Early diagnosis of VEXAS is of high clinical importance. The detection of multisystem life-threatening syndromes such as VEXAS can prevent unnecessary immunological, histopathological, and radiological evaluations. Administration of appropriate systemic treatment in the early stages may prevent developing systemic inflammatory manifestations. In our paper, ocular manifestation was the presenting symptom in two patients (25%). Case 1 was diagnosed in the early stages and avoided needless investigations. Case 2 presented first before VEXAS was reported. He underwent extensive laboratory and imaging investigations. Since the diagnosis of VEXAS was performed, ocular and systemic manifestations were well controlled under tocilizumab and steroids. We suggest that in older male patients with haematological cytopenia (mainly MDS and macrocytic anaemia), presenting with ocular symptoms and high inflammatory markers, a genetic test to diagnose VEXAS syndrome should be undertaken.

The limitations of this study stem from its retrospective design and small sample size. In addition, the diagnosis in two patients was based on clinical and bone marrow aspiration features without genetic testing for a UBA1 mutation.

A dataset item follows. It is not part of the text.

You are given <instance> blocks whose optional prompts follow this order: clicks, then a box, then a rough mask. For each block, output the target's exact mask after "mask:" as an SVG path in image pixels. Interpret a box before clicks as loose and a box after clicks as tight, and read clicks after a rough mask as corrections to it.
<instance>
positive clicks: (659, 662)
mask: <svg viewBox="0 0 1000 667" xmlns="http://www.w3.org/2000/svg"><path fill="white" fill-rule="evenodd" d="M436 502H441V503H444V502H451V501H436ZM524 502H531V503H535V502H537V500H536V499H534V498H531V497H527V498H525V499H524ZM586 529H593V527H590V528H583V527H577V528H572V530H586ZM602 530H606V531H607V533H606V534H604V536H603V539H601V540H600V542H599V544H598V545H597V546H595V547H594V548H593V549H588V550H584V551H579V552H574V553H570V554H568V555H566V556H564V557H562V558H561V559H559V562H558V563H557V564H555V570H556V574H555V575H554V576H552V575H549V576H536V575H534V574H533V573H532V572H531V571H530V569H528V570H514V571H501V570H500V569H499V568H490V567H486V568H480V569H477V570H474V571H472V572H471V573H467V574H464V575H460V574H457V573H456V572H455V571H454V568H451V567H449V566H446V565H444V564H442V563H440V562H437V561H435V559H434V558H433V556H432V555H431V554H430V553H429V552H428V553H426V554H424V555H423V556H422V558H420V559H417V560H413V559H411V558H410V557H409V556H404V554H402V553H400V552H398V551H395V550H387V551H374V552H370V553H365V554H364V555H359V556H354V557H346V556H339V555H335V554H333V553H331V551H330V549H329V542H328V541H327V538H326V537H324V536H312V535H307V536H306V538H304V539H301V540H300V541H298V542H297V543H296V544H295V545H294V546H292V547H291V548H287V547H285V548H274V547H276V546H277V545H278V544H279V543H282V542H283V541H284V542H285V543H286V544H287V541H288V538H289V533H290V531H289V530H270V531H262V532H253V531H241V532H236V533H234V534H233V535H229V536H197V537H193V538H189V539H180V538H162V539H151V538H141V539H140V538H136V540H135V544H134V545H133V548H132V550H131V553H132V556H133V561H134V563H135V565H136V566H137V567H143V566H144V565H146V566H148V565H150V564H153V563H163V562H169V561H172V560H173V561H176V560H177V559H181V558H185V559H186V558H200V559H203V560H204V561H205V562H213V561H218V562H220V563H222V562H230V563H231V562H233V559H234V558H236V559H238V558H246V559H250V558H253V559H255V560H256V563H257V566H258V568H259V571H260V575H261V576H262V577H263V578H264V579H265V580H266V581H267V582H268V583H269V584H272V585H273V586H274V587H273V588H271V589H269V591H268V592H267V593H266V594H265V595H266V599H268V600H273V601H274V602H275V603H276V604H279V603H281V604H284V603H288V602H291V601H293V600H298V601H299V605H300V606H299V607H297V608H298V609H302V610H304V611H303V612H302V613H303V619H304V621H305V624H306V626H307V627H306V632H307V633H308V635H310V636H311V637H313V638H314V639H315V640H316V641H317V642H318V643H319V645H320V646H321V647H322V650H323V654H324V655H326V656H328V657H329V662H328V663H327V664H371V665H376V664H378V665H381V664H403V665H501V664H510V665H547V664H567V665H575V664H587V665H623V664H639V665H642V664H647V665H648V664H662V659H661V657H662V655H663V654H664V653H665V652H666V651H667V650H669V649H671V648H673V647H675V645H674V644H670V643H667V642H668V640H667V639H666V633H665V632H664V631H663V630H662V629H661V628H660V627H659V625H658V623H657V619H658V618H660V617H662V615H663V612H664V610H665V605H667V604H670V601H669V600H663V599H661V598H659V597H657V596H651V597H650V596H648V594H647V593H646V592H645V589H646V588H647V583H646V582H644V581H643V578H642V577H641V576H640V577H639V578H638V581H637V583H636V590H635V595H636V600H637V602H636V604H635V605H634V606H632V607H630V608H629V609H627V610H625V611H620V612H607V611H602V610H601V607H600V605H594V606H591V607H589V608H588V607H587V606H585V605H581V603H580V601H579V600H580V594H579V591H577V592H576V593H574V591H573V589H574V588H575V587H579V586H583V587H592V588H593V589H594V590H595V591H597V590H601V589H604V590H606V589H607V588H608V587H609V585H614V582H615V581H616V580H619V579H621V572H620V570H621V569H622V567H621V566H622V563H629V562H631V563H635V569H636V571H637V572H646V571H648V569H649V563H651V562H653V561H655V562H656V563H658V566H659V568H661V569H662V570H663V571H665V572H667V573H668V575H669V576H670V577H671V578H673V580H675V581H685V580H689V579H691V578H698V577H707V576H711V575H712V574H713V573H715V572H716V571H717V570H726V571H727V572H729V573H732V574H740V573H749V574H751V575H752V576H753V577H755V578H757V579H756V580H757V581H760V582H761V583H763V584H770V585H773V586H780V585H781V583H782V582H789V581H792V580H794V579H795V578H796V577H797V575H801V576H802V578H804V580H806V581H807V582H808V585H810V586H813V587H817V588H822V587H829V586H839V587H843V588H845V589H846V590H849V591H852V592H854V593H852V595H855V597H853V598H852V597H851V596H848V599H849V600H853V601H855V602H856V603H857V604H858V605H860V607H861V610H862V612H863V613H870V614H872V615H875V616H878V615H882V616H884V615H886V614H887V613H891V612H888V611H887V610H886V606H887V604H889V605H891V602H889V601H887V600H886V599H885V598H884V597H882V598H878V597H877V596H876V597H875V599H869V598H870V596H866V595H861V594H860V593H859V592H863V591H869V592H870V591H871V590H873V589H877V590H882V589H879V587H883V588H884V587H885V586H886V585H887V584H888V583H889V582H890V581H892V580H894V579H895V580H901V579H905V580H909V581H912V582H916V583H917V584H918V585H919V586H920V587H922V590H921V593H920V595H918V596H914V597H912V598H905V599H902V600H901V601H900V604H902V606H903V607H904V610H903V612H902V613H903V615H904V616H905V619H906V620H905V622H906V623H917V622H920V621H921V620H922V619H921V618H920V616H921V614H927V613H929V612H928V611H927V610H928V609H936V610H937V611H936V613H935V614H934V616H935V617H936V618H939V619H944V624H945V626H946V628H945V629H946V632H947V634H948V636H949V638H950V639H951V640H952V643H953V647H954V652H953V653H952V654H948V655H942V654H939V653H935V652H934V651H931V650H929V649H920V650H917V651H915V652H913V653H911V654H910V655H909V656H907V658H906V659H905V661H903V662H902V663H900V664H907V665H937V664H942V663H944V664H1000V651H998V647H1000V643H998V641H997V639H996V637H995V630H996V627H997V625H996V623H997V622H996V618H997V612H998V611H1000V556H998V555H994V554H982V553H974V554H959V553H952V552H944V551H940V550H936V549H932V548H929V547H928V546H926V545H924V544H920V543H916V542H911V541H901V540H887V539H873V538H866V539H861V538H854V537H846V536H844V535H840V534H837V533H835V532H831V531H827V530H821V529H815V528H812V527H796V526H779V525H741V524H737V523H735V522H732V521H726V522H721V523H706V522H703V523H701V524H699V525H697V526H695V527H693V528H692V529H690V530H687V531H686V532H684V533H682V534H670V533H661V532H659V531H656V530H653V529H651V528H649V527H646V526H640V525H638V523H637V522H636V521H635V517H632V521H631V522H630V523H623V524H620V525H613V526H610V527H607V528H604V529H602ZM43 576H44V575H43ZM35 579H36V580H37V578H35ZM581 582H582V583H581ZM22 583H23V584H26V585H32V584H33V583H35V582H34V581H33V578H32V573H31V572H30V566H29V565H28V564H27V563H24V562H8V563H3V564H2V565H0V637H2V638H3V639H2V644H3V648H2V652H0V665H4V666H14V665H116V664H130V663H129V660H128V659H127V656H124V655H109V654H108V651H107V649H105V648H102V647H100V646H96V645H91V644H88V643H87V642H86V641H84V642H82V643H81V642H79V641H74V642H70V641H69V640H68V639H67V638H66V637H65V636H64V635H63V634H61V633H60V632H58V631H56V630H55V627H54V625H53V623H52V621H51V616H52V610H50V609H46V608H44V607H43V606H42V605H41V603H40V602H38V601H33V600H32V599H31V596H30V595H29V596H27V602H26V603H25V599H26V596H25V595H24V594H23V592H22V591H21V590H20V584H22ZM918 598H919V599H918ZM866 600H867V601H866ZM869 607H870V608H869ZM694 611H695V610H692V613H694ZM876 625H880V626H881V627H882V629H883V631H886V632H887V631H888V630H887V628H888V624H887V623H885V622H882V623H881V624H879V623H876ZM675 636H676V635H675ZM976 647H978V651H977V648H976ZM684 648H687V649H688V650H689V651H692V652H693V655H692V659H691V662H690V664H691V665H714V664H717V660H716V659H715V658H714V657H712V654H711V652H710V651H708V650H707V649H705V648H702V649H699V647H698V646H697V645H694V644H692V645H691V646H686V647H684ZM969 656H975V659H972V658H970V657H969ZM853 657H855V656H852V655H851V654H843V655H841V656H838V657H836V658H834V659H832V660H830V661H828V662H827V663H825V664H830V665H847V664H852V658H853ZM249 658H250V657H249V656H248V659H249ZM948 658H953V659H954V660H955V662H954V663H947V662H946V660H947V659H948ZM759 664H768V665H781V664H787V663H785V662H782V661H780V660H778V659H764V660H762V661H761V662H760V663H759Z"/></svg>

In conclusion, we have reported the largest series to date of VEXAS patients with ocular and orbital manifestations, including orbital inflammation, dacryoadenitis, myositis, uveitis, scleritis, episcleritis, and periorbital oedema. Ophthalmologists should be aware of this entity and refer suspected patients for genetic testing, which may save unnecessary testing and long wait times until a precise diagnosis is made. Due to the recent discovery of VEXAS and the heterogeneity of clinical manifestations, larger clinical series with longer follow-up periods are required to further investigate the ocular and orbital manifestations of this new clinical entity.

Summary

What was known before

  • VEXAS syndrome is a new hematoinflammatory entity with ocular manifestation.

What this study adds

  • Ophthalmologists should be aware of this new entity and refer suspected patients for genetic testing. Early diagnosis of VEXAS has high clinical importance. The detection of multisystem life-threatening syndrome, such VEXAS, can withhold unnecessary evaluations, and administration of appropriate systemic treatment in the early stages may prevent developing systemic inflammatory manifestations.